Small step for methane hydrate production

May 15, 2017

Worldwide distribution of confirmed or inferred offshore gas-hydrate-bearing sediments, 1996. Red = Gas hydrate sample site. Green = Other likely hydrate offshore occurrences

On 8 May Japan’s trade ministry (METI) reported “success in producing gas by extracting methane from deposits offshore Japan’s central coast”, Reuters news agency reports.

According to Reuters, “The tests being run at two different wells are the first since 2013, when Japan achieved the world’s first-ever extraction of gas from offshore deposits of methane hydrate, a frozen gas known as flammable ice.”
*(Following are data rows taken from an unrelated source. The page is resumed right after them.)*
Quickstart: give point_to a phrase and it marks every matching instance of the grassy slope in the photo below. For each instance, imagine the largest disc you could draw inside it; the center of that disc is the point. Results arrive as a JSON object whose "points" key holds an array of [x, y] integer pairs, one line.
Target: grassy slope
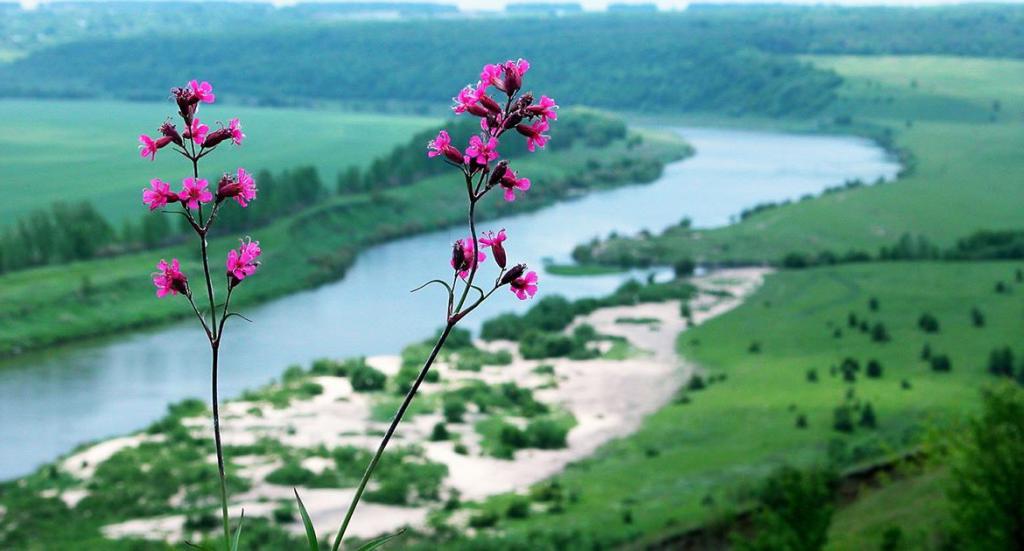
{"points": [[66, 151], [47, 305], [969, 167], [737, 430]]}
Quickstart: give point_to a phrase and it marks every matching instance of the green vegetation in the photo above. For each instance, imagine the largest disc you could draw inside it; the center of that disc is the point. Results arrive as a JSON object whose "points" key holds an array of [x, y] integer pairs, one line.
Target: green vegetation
{"points": [[50, 304], [702, 457], [956, 123]]}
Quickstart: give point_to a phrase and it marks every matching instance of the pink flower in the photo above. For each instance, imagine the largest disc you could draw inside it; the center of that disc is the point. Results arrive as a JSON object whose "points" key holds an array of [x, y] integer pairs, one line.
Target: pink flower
{"points": [[202, 91], [535, 133], [514, 72], [150, 146], [237, 135], [169, 280], [242, 187], [491, 75], [495, 242], [197, 131], [510, 182], [524, 287], [147, 147], [468, 100], [480, 152], [242, 262], [442, 145], [159, 194], [462, 257], [545, 110], [195, 192]]}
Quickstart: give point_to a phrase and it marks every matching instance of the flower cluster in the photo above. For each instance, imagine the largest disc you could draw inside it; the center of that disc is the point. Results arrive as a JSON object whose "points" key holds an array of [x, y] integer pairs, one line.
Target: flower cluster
{"points": [[481, 168], [195, 142]]}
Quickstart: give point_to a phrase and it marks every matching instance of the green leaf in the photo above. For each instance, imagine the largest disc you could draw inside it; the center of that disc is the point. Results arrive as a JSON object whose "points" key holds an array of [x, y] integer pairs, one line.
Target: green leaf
{"points": [[310, 532], [375, 543], [238, 532]]}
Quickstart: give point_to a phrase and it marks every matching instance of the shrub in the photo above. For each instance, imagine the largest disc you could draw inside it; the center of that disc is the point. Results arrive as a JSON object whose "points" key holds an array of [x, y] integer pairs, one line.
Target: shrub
{"points": [[1000, 362], [941, 363], [546, 434], [880, 333], [977, 318], [454, 409], [365, 378], [928, 323], [439, 433], [867, 419], [518, 508]]}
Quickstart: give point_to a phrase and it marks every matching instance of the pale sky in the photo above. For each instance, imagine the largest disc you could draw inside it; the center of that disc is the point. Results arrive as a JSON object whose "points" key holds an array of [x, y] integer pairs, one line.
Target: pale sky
{"points": [[476, 5]]}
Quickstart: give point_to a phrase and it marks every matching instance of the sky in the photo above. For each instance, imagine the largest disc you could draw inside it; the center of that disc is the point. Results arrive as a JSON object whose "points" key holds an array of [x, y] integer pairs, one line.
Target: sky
{"points": [[476, 5]]}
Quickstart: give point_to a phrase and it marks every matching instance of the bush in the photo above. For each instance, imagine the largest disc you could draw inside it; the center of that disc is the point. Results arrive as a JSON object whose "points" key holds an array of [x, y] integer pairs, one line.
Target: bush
{"points": [[843, 419], [546, 434], [928, 323], [454, 409], [518, 508], [941, 363], [439, 433], [365, 378]]}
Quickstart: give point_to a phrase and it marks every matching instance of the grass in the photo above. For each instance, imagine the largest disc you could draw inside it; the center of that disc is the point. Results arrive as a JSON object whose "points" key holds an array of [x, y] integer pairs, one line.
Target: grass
{"points": [[69, 150], [53, 304], [700, 458], [966, 172]]}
For many years Japan’s magical and mysterious methane hydrates have been the subject of much speculation. Japan’s offshore waters contain huge resources of methane hydrates. For Japan, if it could produce them, it would enable the country to become self-reliant in gas (and possibly energy) consumption for the first time in modern history. It could also be the start of the worldwide development of methane hydrates, which would lead to a great shake-up of global gas markets.

Yet there is a long way to go. The Japanese government has set a target for commercial production between 2023 and 2027, but “METI officials have said the goal will still be a challenge as many obstacles remain to be solved”.
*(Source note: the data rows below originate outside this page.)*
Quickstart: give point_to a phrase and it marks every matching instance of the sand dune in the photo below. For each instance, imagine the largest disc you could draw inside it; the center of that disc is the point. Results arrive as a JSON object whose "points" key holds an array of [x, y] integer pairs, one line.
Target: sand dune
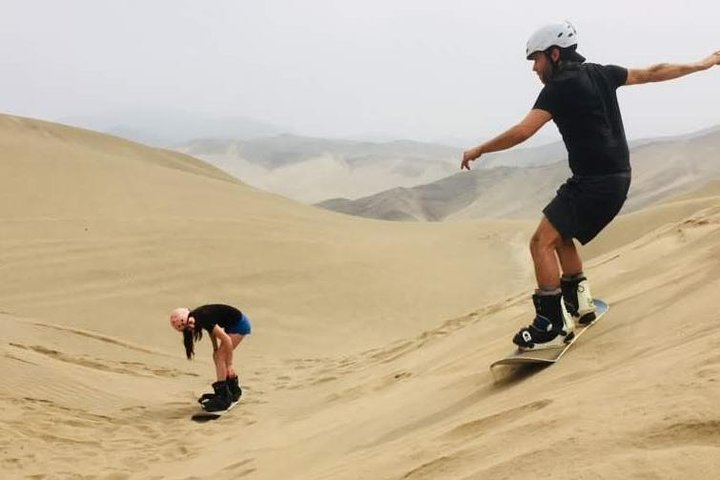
{"points": [[372, 339], [661, 169]]}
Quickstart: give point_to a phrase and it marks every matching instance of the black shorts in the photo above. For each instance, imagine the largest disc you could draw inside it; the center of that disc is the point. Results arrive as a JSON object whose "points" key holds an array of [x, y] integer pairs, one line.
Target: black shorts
{"points": [[584, 205]]}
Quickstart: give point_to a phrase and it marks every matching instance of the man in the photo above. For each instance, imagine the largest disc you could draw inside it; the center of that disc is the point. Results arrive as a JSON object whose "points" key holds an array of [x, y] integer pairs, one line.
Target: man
{"points": [[581, 99]]}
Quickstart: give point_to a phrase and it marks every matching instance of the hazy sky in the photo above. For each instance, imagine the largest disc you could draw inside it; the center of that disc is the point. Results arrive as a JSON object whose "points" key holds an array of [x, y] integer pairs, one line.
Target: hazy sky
{"points": [[421, 69]]}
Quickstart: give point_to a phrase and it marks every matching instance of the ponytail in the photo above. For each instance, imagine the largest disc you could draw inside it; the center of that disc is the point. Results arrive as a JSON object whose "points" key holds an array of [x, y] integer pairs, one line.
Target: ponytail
{"points": [[189, 339]]}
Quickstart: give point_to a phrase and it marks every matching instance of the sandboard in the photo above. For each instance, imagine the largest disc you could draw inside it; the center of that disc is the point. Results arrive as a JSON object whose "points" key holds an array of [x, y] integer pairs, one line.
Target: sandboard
{"points": [[548, 356], [204, 416]]}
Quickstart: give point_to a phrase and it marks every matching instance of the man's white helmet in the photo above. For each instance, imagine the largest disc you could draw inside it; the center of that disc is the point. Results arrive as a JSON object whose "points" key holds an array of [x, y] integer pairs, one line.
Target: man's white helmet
{"points": [[562, 35]]}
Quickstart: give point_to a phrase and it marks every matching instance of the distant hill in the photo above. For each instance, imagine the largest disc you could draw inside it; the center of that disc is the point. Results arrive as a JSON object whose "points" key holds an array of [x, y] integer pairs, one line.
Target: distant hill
{"points": [[314, 169], [168, 128], [661, 168]]}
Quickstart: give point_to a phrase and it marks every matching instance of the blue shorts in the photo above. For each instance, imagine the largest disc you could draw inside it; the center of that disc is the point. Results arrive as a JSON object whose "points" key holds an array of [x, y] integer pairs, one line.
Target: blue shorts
{"points": [[240, 327]]}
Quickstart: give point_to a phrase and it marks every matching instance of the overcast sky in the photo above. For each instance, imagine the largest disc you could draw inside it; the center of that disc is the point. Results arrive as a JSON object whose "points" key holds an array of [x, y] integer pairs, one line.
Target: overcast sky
{"points": [[422, 69]]}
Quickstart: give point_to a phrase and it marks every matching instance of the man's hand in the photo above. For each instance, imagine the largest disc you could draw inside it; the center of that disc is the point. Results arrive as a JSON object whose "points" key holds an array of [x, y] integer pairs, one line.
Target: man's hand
{"points": [[712, 60], [470, 156]]}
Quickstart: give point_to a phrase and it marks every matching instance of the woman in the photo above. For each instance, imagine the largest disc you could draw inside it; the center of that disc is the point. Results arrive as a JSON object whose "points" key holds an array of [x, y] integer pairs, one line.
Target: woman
{"points": [[227, 327]]}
METI said the production tests will be carried out by two wells and will continue for a combined four to five weeks. The first production well in 2013 ended abruptly in less than a week due to problems with sand flowing into the well.

Methane hydrate is formed from a mixture of methane and water under certain pressures and conditions. India, Canada, the United States and China are among the countries also looking at exploiting hydrate deposits as an alternative source of energy.

If you are interested in the R&D behind methane hydrates, see here for more information on the Gas Hydrates Project of the U.S. Geological Survey (USGS).

Incidentally, alarm has been raised in the past over the potential release of huge amounts of methane from the seabed as a result of global warming, but those fears appear to have been unfounded, according to this article in Nature.